Le Beurton ou Berton fait un retour remarqué en terres bretonnes. Détrôné par le cidre, le cabernet franc des vins de Loire était acheminé via la Bretagne vers l’Angleterre et les pays celtes. Depuis cette appellation est toujours monnaie courante dans certains vignobles d’Indre et Loire où « l’on peut boire un coup de Beurton ! »
Quatre serials entrepreneurs et un vigneron de renom
Redonner ses lettres de noblesse au Beurton en le faisant redécouvrir en Bretagne, en France et pourquoi à l’international, c’est l’idée qui a germé dans l’idée de Didier Guérin, ancien restaurateur et commerçant. Dans cette aventure, il a été rejoint par son fils Ghislain, Marc Le Mouroux et Gilles Le Quintric, ces deux derniers ayant fait leurs gammes chez l’Oréal et Saint-Gobain. « Via notre société Ar Sourd Boutin, nous commercialisons les marques Le Beurton et Le Coup de Beurton. Cette aventure a pris forme grâce à la rencontre avec Charles Pain, ce vigneron, établi à Panzoult (37), », indique Marc Le Mouroux, directeur général de la jeune entreprise. Pari tenu pour Charles Pain qui a élaboré trois vins : un rouge, un rosé et un pétillant. Après quatre mois de commercialisation, via notamment L’Alréen Ouest Boissons, le Beurton est aujourd’hui vendu dans quelque 500 points de ventes du secteur des CHR (cafés, hôtels, restaurants) dans le Morbihan, l’Ille-et-Vilaine, le littoral de la Loire-Atlantique et la Mayenne. Avec un intérêt non dissimulé pour les Côtes d’Armor et le Finistère, l’essor ne devrait pas s’arrêter là.

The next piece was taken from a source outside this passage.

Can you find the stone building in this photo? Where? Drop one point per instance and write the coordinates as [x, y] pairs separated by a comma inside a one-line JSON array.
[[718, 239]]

Essor et appétit pour l'international
Parallèlement, la marque fait son entrée chez Olivier Bertrand Distribution Paris. « C’est notre Google à nous ! » En effet, la centrale fait office de géant du secteur. De quoi viser les 70 000 cols en année 1. Et sur leurs points de vente, les premiers retours sont positifs : « plus de 98 % des professionnels ont recommandé nos produits. » Le quatuor aguerri à l’international (Marc Le Mouroux et Gilles Quintric ont lancé il y a un an des marques de vêtements depuis l’Asie) songe aussi naturellement à l’export. « Nous pensons bien sûr tisser notre toile en Irlande, au Pays de Galles, en Ecosse, un peu en Grande-Bretagne et dans les pays asiatiques où nous avons déjà nos réseaux et connexions. »
« On va chercher la success story sur le Beurton »
Quid de l’élargissement de la gamme ? Le quatuor et le vigneron Charles Pain y réfléchissent et misent plutôt sur une gamme courte. « Mais je peux d’ores et déjà vous dire qu’un blanc est en préparation. » Une autre innovation est prévue sous le nom "Le coup de Beurton". Le vin sera alors vendu également en cubis. D’autres développements sont évoqués comme rejoindre la marque Produit en Bretagne, commercialiser des produits connexes comme de la confiture de vin ou bien encore organiser unefête des cabernets à Lorient. Les idées ne manquent pas autour d’une ambition : « On va chercher la success story sur le Beurton », conclut Marc Le Mouroux.